Heard the other day off one of my mates and he said it probally could be done :speechles


----------



## John757 (Jun 11, 2009)

As in gift wrap?


----------



## jus (Aug 8, 2009)

invisible shield
best there is matey


----------



## Braz11 (Aug 28, 2009)

John757 said:


> As in gift wrap?


lol! nono as in like a Protective Film/Cover ? 
Get differant colours ect.. ?


----------



## -Kev- (Oct 30, 2007)

ive got a clear protective film on the screen of mine and a clear case for the back/sides


----------



## Eeloe (Aug 12, 2008)

The Zagg invisible shield is probably what you talking about, can be gotten on ebay for small money! had one on my 3g...don't have anything on the 3gs at the moment apart from a Paul Frank hard case my sister got me for christmas!


----------



## stuart5760 (Jan 22, 2008)

Got the Zagg invisible shield on my Blackberry and bought one for my brother's iphone for christmas - Really good


----------



## Braz11 (Aug 28, 2009)

Zagg invisable sheild sounds good to me , il'l check them out  
Cheers guys


----------



## CAB (Oct 24, 2007)

I've got the OSIR iphone case on mine. Expensive but looks brill.


----------



## Eeloe (Aug 12, 2008)

that carbon case looks amazing!

I'm going to order a few more of the paul frank ones off ebay, they are only like 5 dollars each.....have a few different colours so i can swap them around a bit!


----------



## pdv40 (Sep 11, 2008)

^^ OMG that's amazing. I remember trying to get a price from the TT shop for these and never heard back


----------



## Braz11 (Aug 28, 2009)

Thanks for the help guys


----------



## col85 (Jan 28, 2009)

zagg do a cover that you cant print anything you want on it. Just upload a photo on their site and they make it into a cover

I got one with a lambo on the back, pretty sweet


----------



## Byron (Jan 31, 2009)

pdv40 said:


> ^^ OMG that's amazing. I remember trying to get a price from the TT shop for these and never heard back


I have had one on my iPhone but sold it due to the interest it recieved.
My mate imports the OSIR stuff. I could get ask for another one. Circa £70 iirc


----------



## Puntoboy (Jun 30, 2007)

I've got the Case Mate carbon fibre iPhone cover on mine.

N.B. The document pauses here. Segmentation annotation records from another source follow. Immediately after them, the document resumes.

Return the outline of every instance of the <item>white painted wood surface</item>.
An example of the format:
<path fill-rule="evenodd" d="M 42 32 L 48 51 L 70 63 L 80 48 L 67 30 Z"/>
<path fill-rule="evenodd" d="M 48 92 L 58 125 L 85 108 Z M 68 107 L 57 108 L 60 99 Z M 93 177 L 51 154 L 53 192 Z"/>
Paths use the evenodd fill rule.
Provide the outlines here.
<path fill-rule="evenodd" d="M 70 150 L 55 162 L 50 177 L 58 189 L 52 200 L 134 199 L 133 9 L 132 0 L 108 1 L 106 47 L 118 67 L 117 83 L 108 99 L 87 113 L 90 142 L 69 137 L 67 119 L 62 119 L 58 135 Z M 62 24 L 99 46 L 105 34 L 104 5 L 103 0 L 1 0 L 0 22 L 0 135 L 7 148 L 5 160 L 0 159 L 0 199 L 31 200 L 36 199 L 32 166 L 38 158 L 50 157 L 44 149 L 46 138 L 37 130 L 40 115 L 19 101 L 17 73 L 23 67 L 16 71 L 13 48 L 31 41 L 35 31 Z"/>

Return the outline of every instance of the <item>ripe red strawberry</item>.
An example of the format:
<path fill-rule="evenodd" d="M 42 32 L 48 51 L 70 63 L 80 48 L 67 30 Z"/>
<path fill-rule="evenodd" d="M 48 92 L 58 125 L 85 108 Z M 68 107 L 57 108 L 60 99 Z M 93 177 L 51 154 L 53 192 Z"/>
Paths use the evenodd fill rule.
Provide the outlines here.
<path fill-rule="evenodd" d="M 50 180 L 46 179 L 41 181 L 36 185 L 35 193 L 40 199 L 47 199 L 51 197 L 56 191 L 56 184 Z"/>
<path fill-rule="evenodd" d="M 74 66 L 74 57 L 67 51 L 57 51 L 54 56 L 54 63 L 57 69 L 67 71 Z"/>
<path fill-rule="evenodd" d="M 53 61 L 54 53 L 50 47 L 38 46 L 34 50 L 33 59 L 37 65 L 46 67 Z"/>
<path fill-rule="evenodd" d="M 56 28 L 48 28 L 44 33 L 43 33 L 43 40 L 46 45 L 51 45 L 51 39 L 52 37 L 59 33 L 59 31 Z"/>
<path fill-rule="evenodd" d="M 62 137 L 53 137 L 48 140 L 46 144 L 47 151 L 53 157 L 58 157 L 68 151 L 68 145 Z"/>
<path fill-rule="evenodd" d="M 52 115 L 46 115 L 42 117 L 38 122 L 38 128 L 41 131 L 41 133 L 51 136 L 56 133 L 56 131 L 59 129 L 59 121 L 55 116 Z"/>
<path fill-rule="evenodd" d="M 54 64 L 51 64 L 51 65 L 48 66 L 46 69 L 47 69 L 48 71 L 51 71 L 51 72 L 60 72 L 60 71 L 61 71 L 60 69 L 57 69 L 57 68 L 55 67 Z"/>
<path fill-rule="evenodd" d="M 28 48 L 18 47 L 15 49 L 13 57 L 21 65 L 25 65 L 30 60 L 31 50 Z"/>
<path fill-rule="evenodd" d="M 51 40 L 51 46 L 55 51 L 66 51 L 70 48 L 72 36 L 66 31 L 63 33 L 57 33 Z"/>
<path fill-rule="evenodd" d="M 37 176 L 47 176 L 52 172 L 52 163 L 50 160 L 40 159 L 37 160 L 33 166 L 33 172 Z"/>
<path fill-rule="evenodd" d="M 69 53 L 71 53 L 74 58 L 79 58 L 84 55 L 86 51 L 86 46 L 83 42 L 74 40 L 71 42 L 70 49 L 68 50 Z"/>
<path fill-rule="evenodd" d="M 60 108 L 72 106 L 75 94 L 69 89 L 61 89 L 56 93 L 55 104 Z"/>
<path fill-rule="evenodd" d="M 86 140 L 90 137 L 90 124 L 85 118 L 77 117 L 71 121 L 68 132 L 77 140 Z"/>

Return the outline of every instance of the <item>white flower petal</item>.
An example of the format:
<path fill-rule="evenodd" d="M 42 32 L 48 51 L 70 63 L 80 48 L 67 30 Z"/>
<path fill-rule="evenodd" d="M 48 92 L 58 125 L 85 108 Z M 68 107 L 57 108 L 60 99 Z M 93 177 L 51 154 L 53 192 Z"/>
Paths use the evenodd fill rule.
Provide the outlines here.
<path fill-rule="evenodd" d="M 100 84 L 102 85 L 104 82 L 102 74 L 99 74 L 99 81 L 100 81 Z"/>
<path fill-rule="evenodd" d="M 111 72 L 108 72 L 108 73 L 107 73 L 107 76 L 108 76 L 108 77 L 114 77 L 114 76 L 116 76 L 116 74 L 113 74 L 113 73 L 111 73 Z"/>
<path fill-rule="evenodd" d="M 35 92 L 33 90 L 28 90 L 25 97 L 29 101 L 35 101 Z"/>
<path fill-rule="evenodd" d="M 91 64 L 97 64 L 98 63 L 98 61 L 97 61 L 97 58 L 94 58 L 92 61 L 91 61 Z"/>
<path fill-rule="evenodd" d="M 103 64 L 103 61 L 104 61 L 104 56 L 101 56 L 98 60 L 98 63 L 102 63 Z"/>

http://www.carbonfibergear.com/wp-c...te-black-carbon-fiber-leather-iphone-case.jpg


----------



## Sharpy (Mar 25, 2007)

i have had the invisible shield on for a while now and its ****, it was applied correctly and it peels away at the edges, i am awaiting to hear back from them regarding its lifetime warranty at the moment, a fwe others i know with them say the same thing, after a few months it starts to peel


----------



## Sharpy (Mar 25, 2007)

XTR said:


> I've got the OSIR iphone case on mine. Expensive but looks brill.

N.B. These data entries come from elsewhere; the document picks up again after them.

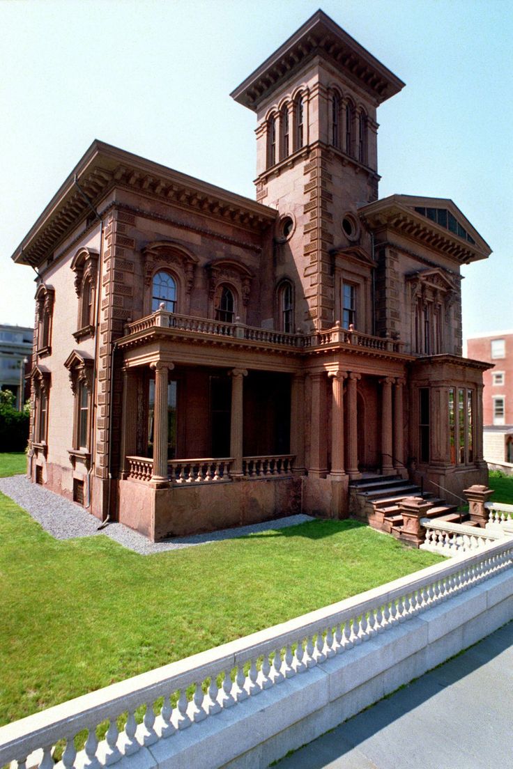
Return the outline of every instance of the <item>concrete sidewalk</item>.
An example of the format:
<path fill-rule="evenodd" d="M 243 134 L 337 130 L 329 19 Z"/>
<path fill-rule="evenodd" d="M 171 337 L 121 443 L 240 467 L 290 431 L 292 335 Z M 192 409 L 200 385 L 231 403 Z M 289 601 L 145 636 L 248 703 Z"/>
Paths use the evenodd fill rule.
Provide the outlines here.
<path fill-rule="evenodd" d="M 513 769 L 513 622 L 278 769 Z"/>

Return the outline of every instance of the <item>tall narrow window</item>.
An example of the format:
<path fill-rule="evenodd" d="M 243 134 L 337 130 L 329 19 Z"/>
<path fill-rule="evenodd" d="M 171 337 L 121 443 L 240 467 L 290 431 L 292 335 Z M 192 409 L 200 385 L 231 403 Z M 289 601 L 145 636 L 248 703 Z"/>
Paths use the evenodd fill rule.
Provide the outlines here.
<path fill-rule="evenodd" d="M 345 151 L 353 154 L 353 105 L 350 102 L 345 105 Z"/>
<path fill-rule="evenodd" d="M 280 124 L 281 127 L 281 160 L 288 157 L 288 105 L 285 104 L 281 108 L 280 113 Z"/>
<path fill-rule="evenodd" d="M 356 287 L 342 284 L 342 327 L 356 326 Z"/>
<path fill-rule="evenodd" d="M 331 144 L 340 147 L 340 98 L 338 94 L 331 96 Z"/>
<path fill-rule="evenodd" d="M 268 123 L 268 166 L 274 165 L 276 162 L 276 118 L 273 115 L 269 118 Z"/>
<path fill-rule="evenodd" d="M 296 149 L 301 149 L 304 145 L 304 120 L 305 120 L 305 105 L 303 97 L 298 96 L 295 104 L 295 119 L 296 119 Z"/>
<path fill-rule="evenodd" d="M 168 312 L 176 311 L 176 283 L 168 272 L 161 270 L 153 277 L 152 293 L 152 312 L 158 310 L 162 304 Z"/>
<path fill-rule="evenodd" d="M 235 314 L 235 302 L 233 294 L 228 288 L 223 286 L 219 297 L 219 304 L 215 311 L 216 321 L 223 323 L 233 323 Z"/>
<path fill-rule="evenodd" d="M 89 417 L 89 393 L 85 383 L 78 385 L 78 448 L 88 448 L 88 423 Z"/>
<path fill-rule="evenodd" d="M 429 388 L 421 387 L 419 394 L 419 443 L 421 462 L 429 461 Z"/>
<path fill-rule="evenodd" d="M 294 331 L 294 304 L 292 286 L 288 281 L 280 286 L 279 302 L 281 331 L 285 334 L 291 334 Z"/>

got any oics of the front of it?

does it cover the metal surround?


----------



## NickTB (Feb 4, 2007)

http://www.carbonfibergear.com/direct/moncarbone-carbon-fiber-apple-iphone-3g-3gs-case

Some nice stuff here


----------



## Puntoboy (Jun 30, 2007)

I've also got the carbon fibre leather wallet listed on there


----------



## pdv40 (Sep 11, 2008)

sharpy24 said:


> got any oics of the front of it?
> 
> does it cover the metal surround?


I'd like to see some pics of the fit round the buttons on the otherside two if poss


----------